My dear Senator O'Mahoney:

I am highly gratified by the thorough and objective consideration which your committee is giving to H.R. 331 and H.R. 49, bills which would enable the territories of Alaska and Hawaii to take their rightful place as members of the Union. As you know, I have long supported the objectives of these important bills which carry out the pledges made to the people of the two territories. I sincerely hope that the Congress, during its present session, will enact legislation granting statehood to Alaska and Hawaii. The need is more urgent today than ever before. By such action, we will not only promote the welfare and development of the two territories, but also greatly strengthen the security of our nation as a whole.

It should not be forgotten that most of our present states achieved statehood at a relatively early period of their development. The stimulus of being admitted as full partners in the Union, and the challenge of managing their own affairs were among the most significant factors contributing to their growth and progress. Very few of our existing states, at the time of their admission to the Union, possessed potential resources, both human and natural, superior to those of Alaska and Hawaii. I am confident that Alaska and Hawaii, like our present states, will grow with statehood and because of statehood.

There is no necessity for me to repeat at this time the arguments for statehood. The many qualified witnesses who have appeared before your committee have, I am sure, presented convincing evidence both as to the need for and the tangible benefits to be derived from statehood. There is, however, one objection made by opponents of H.R. 331 and H.R. 49 which I believe requires further discussion because it goes beyond the question of statehood and raises a fundamental constitutional issue. I am referring to the objection that Alaska and Hawaii as states would be entitled to representation in the Senate of the United States disproportionate to their population.

This argument is not only entirely without merit, but also directly attacks a basic tenet of the constitutional system under which this nation has grown and prospered. Without the provision for equal representation in the Senate of all states, both great and small, regardless of population, there probably would have been no United States.
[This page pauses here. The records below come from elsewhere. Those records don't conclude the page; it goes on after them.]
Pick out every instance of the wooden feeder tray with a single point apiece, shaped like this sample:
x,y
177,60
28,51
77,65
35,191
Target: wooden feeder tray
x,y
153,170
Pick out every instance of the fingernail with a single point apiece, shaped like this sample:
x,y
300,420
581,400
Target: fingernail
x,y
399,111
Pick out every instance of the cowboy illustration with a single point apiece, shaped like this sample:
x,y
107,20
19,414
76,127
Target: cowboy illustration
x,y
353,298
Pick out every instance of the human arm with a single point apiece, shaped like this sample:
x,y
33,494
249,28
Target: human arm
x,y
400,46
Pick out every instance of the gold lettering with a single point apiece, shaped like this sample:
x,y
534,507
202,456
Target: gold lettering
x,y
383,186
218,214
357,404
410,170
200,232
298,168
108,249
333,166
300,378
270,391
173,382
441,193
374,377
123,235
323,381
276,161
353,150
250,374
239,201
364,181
This was one of the great compromises which the Federalist says was a result "not of theory, but of a spirit of amity, and that mutual deference and concession which the peculiarity of our political situation rendered indispensable." There is no justification for denying statehood to Alaska and Hawaii on the basis of an issue which was resolved by the Constitutional Convention in 1787.

America justly takes pride in its record of fulfilling to the letter its obligations to foreign nations. We should be no less scrupulous in carrying out the promises made to our own citizens in Alaska and Hawaii. The case for statehood rests on both legal and moral grounds.

These are troubled times. I know of few better ways in which we can demonstrate to the world our deep faith in democracy and the principles of self-government than by admitting Alaska and Hawaii to the Union as the forty-ninth and fiftieth states.
Very sincerely yours,

[Honorable Joseph C. O'Mahoney, Chairman, Committee on Interior and Insular Affairs, United States Senate, Washington 25, D.C.]